I am still using a gift box of string and scrappy bits from my LQS.  Every year I try to made several donation quilts thru them for Hugs and Stitches, but fell behind this year.  However, I think these will be an excellent candidate.  I started sewing strips yesterday noon time, and next thing I noticed was that it was DARK outside!  Yikes, I couldn't stop.  My studio looks like a tornado hit! 

So today, I'm putting the strips-on-phone-book-paper together, and found this polka dot left-over backing .  Isn't is somethin? 

I'm using the tube method to sew the polka dot and strings together, which does lead to bias edges.  I do need to square up.  These blocks are 5 in. raw  I tried to use strings within pinks, purples, light blues, greens and added a few "cutsies" including some hedgehogs, teddy bears, rabbit.

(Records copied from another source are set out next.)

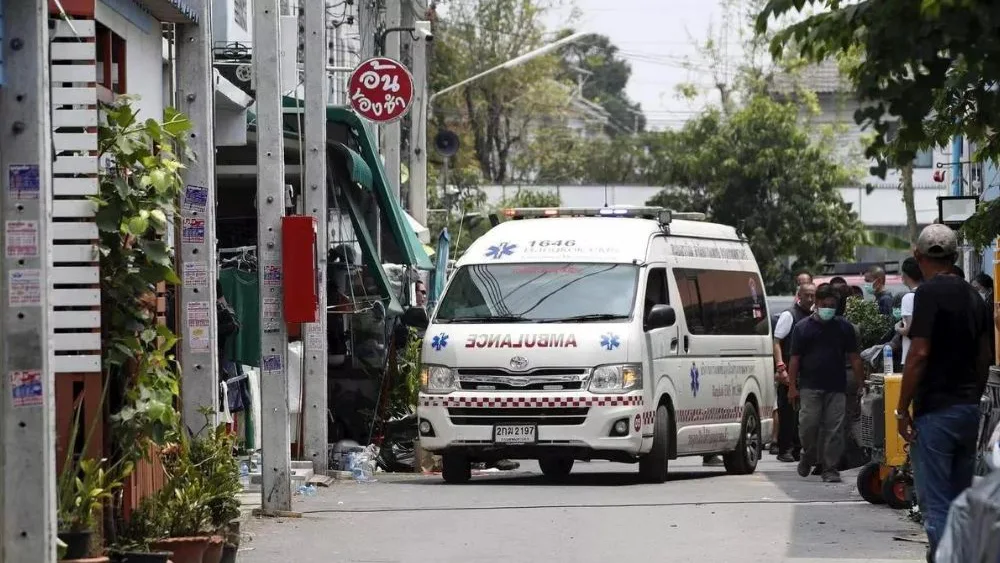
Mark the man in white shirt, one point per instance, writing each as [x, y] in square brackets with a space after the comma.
[788, 428]
[912, 277]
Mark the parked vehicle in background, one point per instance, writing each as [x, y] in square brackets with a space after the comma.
[557, 342]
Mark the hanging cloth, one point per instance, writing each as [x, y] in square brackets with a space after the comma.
[243, 295]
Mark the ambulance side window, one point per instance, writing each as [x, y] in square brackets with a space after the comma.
[656, 290]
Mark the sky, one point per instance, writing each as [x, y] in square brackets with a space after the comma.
[659, 38]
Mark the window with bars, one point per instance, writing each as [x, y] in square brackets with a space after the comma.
[240, 13]
[111, 59]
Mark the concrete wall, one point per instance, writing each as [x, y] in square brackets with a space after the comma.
[881, 208]
[143, 54]
[225, 28]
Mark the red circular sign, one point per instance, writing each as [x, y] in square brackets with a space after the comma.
[380, 90]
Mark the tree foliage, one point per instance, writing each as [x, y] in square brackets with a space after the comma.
[936, 74]
[758, 169]
[604, 78]
[494, 115]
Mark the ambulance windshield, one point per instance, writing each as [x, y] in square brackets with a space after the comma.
[548, 292]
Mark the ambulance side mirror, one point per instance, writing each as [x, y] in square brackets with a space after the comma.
[416, 317]
[660, 316]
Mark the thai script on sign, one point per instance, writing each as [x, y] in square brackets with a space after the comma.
[521, 341]
[381, 89]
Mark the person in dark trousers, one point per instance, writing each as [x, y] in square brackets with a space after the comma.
[944, 378]
[875, 286]
[788, 442]
[816, 378]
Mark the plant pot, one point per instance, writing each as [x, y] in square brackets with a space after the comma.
[77, 544]
[140, 557]
[184, 550]
[214, 552]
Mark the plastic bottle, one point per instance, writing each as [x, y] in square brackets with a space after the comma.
[245, 475]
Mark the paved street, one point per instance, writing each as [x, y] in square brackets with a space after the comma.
[601, 514]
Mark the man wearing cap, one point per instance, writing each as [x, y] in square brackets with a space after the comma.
[944, 377]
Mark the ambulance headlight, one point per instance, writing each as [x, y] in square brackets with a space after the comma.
[438, 379]
[620, 378]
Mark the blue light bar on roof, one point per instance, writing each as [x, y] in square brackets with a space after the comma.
[618, 211]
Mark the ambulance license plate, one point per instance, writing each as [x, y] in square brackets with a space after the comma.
[515, 434]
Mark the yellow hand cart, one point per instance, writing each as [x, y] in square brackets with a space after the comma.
[888, 478]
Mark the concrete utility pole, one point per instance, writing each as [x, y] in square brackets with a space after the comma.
[197, 294]
[417, 195]
[368, 25]
[316, 87]
[276, 475]
[393, 131]
[27, 456]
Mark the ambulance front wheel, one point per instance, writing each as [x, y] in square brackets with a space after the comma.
[870, 483]
[895, 490]
[653, 466]
[456, 468]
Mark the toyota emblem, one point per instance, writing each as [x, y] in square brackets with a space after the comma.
[518, 363]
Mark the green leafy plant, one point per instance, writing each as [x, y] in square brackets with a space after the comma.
[213, 463]
[83, 489]
[407, 386]
[139, 187]
[871, 324]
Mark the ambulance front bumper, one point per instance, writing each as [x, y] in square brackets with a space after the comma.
[584, 421]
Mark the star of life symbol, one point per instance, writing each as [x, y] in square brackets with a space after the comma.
[439, 341]
[498, 251]
[610, 341]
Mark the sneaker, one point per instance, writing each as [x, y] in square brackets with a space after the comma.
[804, 469]
[712, 461]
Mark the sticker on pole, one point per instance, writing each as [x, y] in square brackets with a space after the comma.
[24, 288]
[23, 181]
[381, 90]
[21, 240]
[198, 320]
[195, 199]
[26, 387]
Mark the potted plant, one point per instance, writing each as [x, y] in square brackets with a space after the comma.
[84, 486]
[212, 458]
[133, 543]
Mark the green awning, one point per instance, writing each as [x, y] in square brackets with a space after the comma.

No decision yet on the setting.  My brain is on overdrive - feel like someone sneaked something into my iced tea.  What fun this is!  (still have paper to remove but ...)

Below are the paper/strings in chunks about 12 inches long.  I need to sew them end-to-end before adding the polka strips.  There are more than I need which means another option for setting the m together.  

Saturday, January 12, 2019

New projects: "Daybreak" and "Staying Grounded"

This project is from Bonnie Hunter's newest book, String Frenzy (the one with cheddar and strings on the cover).  I LOVE it but chose not to use strings in the sashings.   She calls the quilt "Daybreak".  I still need to come up with border ideas.  These blocks are  9 in. finished.  Despite the many small pieces, it went together quickly. 

Most of the fabrics in both these quilts were from a gift scrap box from my LQS .  I added a few here and there, but FORCING (almost) myself to use the box contents actually kept me more focused than if I had started rummaging for the "perfect" matching fabrics . 

There are still enough remaining fabric bits for another quilt, probably using bright strings.  Can't wait!  

The triangles in the center of the below quilt are 60 degree and by the time I reached the borders, I couldn't find that ruler again, so I used my Tri-Recs which always seems to turn out well.  Bonnie Hunter used 2 1/2 in. triangles for her center, mine are 4 in., and border triangles are smaller.  And I DID have to purchase the purple border fabric, some is not yet in the photo.  This is another quilt that both my DH and I really LOVE.

(BTW, I did find the lost ruler, exactly where I put it so as NOT to lose it!)